ふみかさんが自身で行っているサプリの摂取や生活習慣の改善について、これらが不妊治療にどの程度影響を及ぼす可能性があるのか、また、他に改善すべき点があれば教えてください。

ふみかさんは卵巣機能の改善に良い影響があるとされているサプリメントをしっかり摂取されています。サプリメントも体質改善には非常に重要であると私は考えていますので、ぜひ続けていただきたいと思います。ただビタミンD、Eなど脂溶性ビタミンは過剰になることもありますので、採血で現在の血清濃度を測ってみても良いかもしれません。またDHEAなども卵子数や卵子の質の改善につながると言われており、また亜鉛が不足しておられる方も少なくありませんので、採血をして低いようでしたら亜鉛サプリメントも、今後摂取をご検討いただいても良いかもしれません。

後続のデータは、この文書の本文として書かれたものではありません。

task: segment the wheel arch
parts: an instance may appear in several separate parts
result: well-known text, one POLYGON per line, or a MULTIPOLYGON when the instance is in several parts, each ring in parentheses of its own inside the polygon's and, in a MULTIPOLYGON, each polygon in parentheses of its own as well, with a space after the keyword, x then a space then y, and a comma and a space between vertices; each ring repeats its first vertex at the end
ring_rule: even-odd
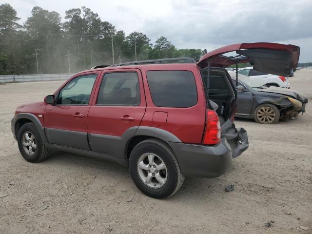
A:
POLYGON ((125 144, 124 152, 125 159, 128 160, 129 159, 131 151, 137 144, 151 138, 161 140, 173 150, 173 150, 166 142, 182 142, 176 136, 163 129, 154 127, 140 126, 137 128, 134 136, 128 138, 125 144))
POLYGON ((26 123, 31 122, 37 128, 43 142, 48 143, 43 127, 35 115, 31 113, 20 113, 14 118, 14 131, 17 137, 20 127, 26 123))

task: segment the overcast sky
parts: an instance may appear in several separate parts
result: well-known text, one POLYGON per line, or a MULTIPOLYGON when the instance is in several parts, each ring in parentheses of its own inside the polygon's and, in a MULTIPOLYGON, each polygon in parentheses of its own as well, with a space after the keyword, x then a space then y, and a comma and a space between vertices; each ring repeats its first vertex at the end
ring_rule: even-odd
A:
POLYGON ((178 48, 209 51, 238 42, 274 42, 301 47, 300 62, 312 62, 312 0, 10 0, 23 22, 39 6, 60 14, 85 6, 117 30, 161 36, 178 48))

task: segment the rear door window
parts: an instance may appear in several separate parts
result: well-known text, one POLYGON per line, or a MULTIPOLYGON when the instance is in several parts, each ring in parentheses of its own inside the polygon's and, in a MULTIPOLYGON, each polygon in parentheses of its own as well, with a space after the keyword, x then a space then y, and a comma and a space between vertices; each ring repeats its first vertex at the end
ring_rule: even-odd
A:
POLYGON ((147 81, 154 105, 190 107, 197 103, 195 78, 189 71, 149 71, 147 81))
POLYGON ((138 77, 136 72, 115 72, 104 75, 97 105, 137 106, 140 102, 138 77))

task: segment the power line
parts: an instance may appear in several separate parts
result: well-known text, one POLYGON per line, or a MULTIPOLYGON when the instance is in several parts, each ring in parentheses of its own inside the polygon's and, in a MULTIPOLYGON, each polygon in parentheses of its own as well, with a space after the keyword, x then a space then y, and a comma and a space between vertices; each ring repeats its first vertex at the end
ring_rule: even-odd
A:
POLYGON ((36 56, 36 61, 37 63, 37 74, 39 74, 39 68, 38 67, 38 56, 40 54, 38 54, 38 51, 40 50, 39 49, 35 49, 35 54, 33 54, 33 55, 36 56))
POLYGON ((67 50, 67 54, 65 55, 67 57, 67 60, 68 61, 68 73, 70 73, 70 58, 71 54, 69 54, 69 50, 67 50))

サプリメントや生活習慣の改善は必ずしも目に見えて効果が実感できるものではありません。ただ必ず良好胚の獲得にはつながりますので、ぜひ続けてください。流産とはいえ、着床できたことは非常に大きいことですので、上記の検査などを実施して、ぜひ治療を続けてください。もし現在おかかりのクリニックの治療に納得ができないようでしたら、後悔しないためにも他の医師・クリニックの意見を聞きに行かれても良いかもしれません。相談するなかで問題点が明らかになることも少なくありません。